Death: A Self Portrait

Posted on December 31, 2012



What better time to visit an exhibition exploring mortality than in the midst of an impending apocalypse? Dramatic interpretation of the end of the Mayan calendar meant that death was very much in the public consciousness on December 21, and as usual we were being nothing short of hysterical about it. So I wandered down to the Wellcome Collection in Euston to check out Death: A Self Portrait and get some perspective on the only inevitability in life – it’s end.

The exhibition comprises a collection of around 300 pieces of art, historical artefacts and scientific specimens assembled by former antique dealer Richard Harris – and provides a window into the myriad of varying attitudes towards death we see across the globe. We’re invited to question the value of art in communicating ideas about mortality and playful Mexican papier-mache sculptures sit next to contemplative paintings and violent images of war-time death.

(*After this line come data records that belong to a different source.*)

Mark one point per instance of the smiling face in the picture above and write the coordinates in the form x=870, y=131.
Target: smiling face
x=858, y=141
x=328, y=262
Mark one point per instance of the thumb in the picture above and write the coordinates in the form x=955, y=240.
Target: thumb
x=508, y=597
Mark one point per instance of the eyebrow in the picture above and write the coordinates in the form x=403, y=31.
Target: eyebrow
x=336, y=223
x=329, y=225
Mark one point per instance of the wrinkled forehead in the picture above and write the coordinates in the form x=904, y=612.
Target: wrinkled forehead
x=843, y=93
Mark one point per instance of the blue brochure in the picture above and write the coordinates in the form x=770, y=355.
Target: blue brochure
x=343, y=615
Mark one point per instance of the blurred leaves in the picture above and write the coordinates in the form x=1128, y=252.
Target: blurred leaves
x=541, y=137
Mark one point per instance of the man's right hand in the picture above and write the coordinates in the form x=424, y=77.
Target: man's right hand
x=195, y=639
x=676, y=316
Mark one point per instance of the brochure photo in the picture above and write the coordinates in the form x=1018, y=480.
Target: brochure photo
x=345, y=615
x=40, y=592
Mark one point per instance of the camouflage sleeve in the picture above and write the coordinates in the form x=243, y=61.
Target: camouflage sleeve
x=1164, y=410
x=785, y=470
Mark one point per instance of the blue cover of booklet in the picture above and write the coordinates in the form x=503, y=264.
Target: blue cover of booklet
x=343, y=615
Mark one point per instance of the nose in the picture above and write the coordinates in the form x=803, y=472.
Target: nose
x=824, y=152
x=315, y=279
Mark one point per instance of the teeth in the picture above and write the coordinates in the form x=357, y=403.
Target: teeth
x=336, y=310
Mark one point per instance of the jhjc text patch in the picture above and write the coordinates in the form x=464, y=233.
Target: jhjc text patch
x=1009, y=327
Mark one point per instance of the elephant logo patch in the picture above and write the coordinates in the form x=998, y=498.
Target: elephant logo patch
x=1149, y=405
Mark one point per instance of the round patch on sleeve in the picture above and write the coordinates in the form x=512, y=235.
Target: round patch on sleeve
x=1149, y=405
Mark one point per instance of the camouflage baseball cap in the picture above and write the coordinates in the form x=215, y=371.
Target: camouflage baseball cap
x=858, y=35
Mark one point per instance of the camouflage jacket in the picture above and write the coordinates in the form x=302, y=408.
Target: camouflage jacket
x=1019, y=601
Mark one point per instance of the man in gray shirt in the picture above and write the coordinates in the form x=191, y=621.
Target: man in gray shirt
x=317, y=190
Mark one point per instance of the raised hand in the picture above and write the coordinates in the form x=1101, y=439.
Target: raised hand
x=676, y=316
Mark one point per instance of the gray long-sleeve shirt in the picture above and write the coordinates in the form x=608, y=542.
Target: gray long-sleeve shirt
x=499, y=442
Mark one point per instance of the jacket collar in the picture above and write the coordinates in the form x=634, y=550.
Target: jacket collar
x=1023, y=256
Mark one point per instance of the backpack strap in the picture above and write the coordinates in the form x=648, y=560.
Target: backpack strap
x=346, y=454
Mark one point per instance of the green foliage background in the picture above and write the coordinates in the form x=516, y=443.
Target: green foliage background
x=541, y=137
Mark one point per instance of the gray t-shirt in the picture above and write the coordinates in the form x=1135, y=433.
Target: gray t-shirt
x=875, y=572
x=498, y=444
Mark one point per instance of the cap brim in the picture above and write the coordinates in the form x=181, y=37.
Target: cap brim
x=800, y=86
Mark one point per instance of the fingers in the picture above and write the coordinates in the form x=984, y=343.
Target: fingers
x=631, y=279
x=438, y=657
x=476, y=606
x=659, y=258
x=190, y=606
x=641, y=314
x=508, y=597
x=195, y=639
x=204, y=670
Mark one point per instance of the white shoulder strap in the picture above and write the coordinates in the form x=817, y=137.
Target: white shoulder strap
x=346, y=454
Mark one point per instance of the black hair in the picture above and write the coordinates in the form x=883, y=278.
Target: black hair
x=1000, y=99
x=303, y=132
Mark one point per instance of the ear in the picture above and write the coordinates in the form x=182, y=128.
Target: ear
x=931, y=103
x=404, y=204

A series of five rooms guide us through various contemplations of, fears towards, interactions with, analysis of and remembrances of death. The first section provides a reminder of the brevity of life and looks at various attitudes towards contemplating our own mortality. Skull imagery is frequent as well as the inscription memento mori – Latin for ‘remember you will die’. Room two takes on the ‘dance of death’ and displays objects focusing on the universal certainty of death – who appears as a frail skeleton, a pompous procession leader and a friendly skull. In this room no-one is exempt from an inevitable demise, whether a king, peasant, man, woman, pope or pauper. There’s a real sense of unity in the way that we all face dying together, simply as humans.

Gentleman on Green Table

Gentleman On Green Table

The third room is filled with gruesome depictions of wartime horror and death on a grand scale – I’m reminded of the use of art as both therapy for traumatic events and as a means of archiving history. Room four takes a mischievous peek into the world of science, using anatomical drawings and grinning skulls to remind us that the only way we’ve learned how to practice medicine is through the demise of others.

Finally, the last room looks at the rituals associated with death, burial and mourning. Photos of Halloween celebrations, Tibetan ceremonial cups and Pacific Island grave guardians show us that although there is a plethora of ways we choose to commemorate the dead across different cultures, we all share common desires to remember our loved ones and feel connected to those beyond the grave.

Vanitas Still Life

Vanitas Still Life

It would be so easy to treat this collection as a morbid, frightening walk through our timeless struggle to understand, and make peace with, death. So it was refreshing to see that not only was the subject matter presented in a playful, non morose way, but also that we were invited to ask questions and use the exhibition content as a platform for curiosity rather than fear.  Questions such as how can art help us to understand and deal with death? How can possessions keep us in some way connected to loved ones that have passed? What if, instead of keeping death in the shadows, we learned to face it head on as an essential part of life?

I found this especially pertinent living in a country that seems reluctant and afraid to start helpful and panic free discourse about our end of days. After all, what would life be if we went on existing forever and ever? That’s certainly one question I was left with after departing this thought provoking collection.